Placenta previa is classified according to the relationship of the placenta to the internal cervical os ( Figure 10-1 ). Complete placenta previa implies that the placenta totally covers the cervical os. A complete placenta previa may be central, anterior, or posterior, depending on where the center of the placenta is located relative to the os. Partial placenta previa implies that the placenta partially covers the internal cervical os. A marginal placenta previa is one in which the edge of the placenta extends to the margin of the internal cervical os.
The classic presentation of placenta previa is painless vaginal bleeding in a previously normal pregnancy. The mean gestational age at onset of bleeding is 30 weeks, with one-third presenting before 30 weeks. Placenta previa is almost exclusively diagnosed on the basis of ultrasonography. Between 4% and 6% of patients have some degree of placenta previa on ultrasonic examination before 20 weeks' gestation. With the development of the lower uterine segment, a relative upward placental migration occurs, with 90% of these resolving by the third trimester. Complete placenta previa is the least likely to resolve, with only 10% of cases resolving by the third trimester. When placenta previa is diagnosed in the second trimester, a repeat sonogram is indicated at 30 to 32 weeks for follow-up evaluation.

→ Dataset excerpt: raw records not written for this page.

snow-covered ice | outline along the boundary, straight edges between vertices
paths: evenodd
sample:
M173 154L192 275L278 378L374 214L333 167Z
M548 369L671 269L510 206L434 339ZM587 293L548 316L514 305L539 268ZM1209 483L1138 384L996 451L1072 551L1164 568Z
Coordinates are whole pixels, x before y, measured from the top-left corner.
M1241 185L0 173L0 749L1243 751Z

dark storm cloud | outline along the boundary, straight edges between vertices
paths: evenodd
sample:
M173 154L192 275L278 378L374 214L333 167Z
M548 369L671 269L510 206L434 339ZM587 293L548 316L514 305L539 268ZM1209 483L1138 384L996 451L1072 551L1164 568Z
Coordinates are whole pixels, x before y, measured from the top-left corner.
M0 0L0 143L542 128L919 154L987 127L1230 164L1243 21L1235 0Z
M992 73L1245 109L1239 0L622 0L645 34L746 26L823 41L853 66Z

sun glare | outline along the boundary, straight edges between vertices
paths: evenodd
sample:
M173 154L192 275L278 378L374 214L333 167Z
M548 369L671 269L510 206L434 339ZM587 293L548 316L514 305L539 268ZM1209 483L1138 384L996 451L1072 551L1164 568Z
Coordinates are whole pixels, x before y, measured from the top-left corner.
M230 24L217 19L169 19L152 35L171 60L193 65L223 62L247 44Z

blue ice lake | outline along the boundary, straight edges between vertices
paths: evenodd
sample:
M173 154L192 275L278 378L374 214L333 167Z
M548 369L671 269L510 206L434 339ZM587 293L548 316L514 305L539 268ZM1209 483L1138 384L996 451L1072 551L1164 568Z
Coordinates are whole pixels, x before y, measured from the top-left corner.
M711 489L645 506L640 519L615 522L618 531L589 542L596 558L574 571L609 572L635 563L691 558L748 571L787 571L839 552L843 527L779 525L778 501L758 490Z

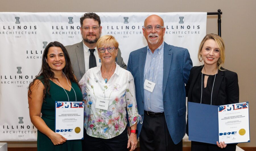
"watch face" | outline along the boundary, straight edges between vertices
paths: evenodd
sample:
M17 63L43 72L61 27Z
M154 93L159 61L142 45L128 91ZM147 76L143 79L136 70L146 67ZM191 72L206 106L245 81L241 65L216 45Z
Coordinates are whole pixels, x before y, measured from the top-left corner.
M135 132L134 131L135 131ZM138 134L138 129L136 129L136 130L131 130L131 132L135 133L137 134Z

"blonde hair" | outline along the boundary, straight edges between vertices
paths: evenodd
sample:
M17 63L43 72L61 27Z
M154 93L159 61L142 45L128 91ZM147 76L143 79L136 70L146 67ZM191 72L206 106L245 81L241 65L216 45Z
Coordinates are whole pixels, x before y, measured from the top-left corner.
M97 48L102 47L104 45L110 46L113 45L116 48L118 48L119 44L114 36L111 35L105 35L99 39L96 43Z
M223 71L224 70L223 69L221 69L221 68L223 65L225 60L225 46L224 44L223 39L218 35L213 33L210 33L207 35L205 37L201 42L200 46L199 46L199 50L198 50L198 54L197 55L198 59L200 62L202 61L202 60L200 60L200 58L201 57L201 56L200 54L201 52L202 51L202 49L203 48L203 47L205 44L205 42L206 41L210 39L214 40L219 47L219 48L220 49L220 57L218 60L218 61L217 62L217 64L218 65L218 68L219 70Z

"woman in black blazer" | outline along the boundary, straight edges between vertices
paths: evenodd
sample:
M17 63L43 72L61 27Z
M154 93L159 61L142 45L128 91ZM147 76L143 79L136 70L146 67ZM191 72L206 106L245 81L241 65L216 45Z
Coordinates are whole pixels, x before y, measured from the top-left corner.
M213 34L207 35L201 42L198 56L204 65L191 69L186 86L188 101L221 105L239 102L236 73L223 68L225 60L223 40ZM188 121L188 120L187 120ZM189 135L187 123L187 133ZM236 150L237 144L216 142L217 145L192 141L191 150Z

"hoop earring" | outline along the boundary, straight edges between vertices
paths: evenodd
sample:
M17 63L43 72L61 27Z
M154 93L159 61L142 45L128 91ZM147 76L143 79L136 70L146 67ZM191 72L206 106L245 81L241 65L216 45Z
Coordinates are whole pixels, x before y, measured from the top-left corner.
M202 58L202 55L201 54L199 55L199 58L198 58L198 59L199 59L199 61L200 62L202 62L203 61L203 58Z

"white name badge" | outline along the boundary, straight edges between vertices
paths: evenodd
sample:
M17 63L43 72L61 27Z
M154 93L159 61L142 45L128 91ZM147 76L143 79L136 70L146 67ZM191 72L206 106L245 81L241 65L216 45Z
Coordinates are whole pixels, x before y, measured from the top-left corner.
M146 79L144 82L144 89L152 92L154 90L155 85L156 84L154 82Z
M95 108L96 109L107 110L108 109L109 102L109 100L97 99L95 105Z

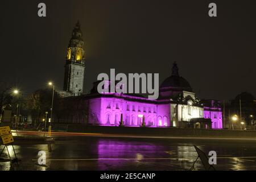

Transabdominal ultrasonography has an accuracy of 95% for placenta previa detection. If the placenta is implanted posteriorly and the fetal vertex is low, the lower margin of the placenta may be obscured and the diagnosis of placenta previa missed. Transvaginal ultrasonography can accurately diagnose placenta previa in virtually 100% of cases.
Once the diagnosis of placenta previa is established, management decisions depend on the gestational age of the fetus and the extent of the vaginal bleeding. With a preterm pregnancy, the goal is to attempt to obtain fetal maturation without compromising the mother's health. If bleeding is excessive, delivery must be accomplished by cesarean, regardless of gestational age. When the bleeding episode is not profuse or repetitive, the patient is managed expectantly in the hospital on bed rest. With expectant management, 70% of patients will have recurrent vaginal bleeding before completion of 36 weeks' gestation and will require delivery. If the patient reaches 36 weeks, fetal lung maturity should be determined by amniocentesis and the patient delivered by cesarean if the fetal lungs are mature. Elective delivery is preferable, as spontaneous labor places the mother at greater risk for hemorrhage and the fetus at risk for hypovolemia and anemia.
A patient with a low-lying placenta (placental margin within 2 cm of the endocervical os) may present in the same way as a patient with placenta previa. It may be difficult to distinguish a low-lying placenta from a marginal placenta previa, but a transvaginal ultrasound is typically diagnostic. Vaginal delivery is not contraindicated, because during labor the fetal head compresses the edge of the placenta, decreasing the risk of bleeding. The same level of monitoring should be maintained for maternal hemodynamic stability and fetal well-being.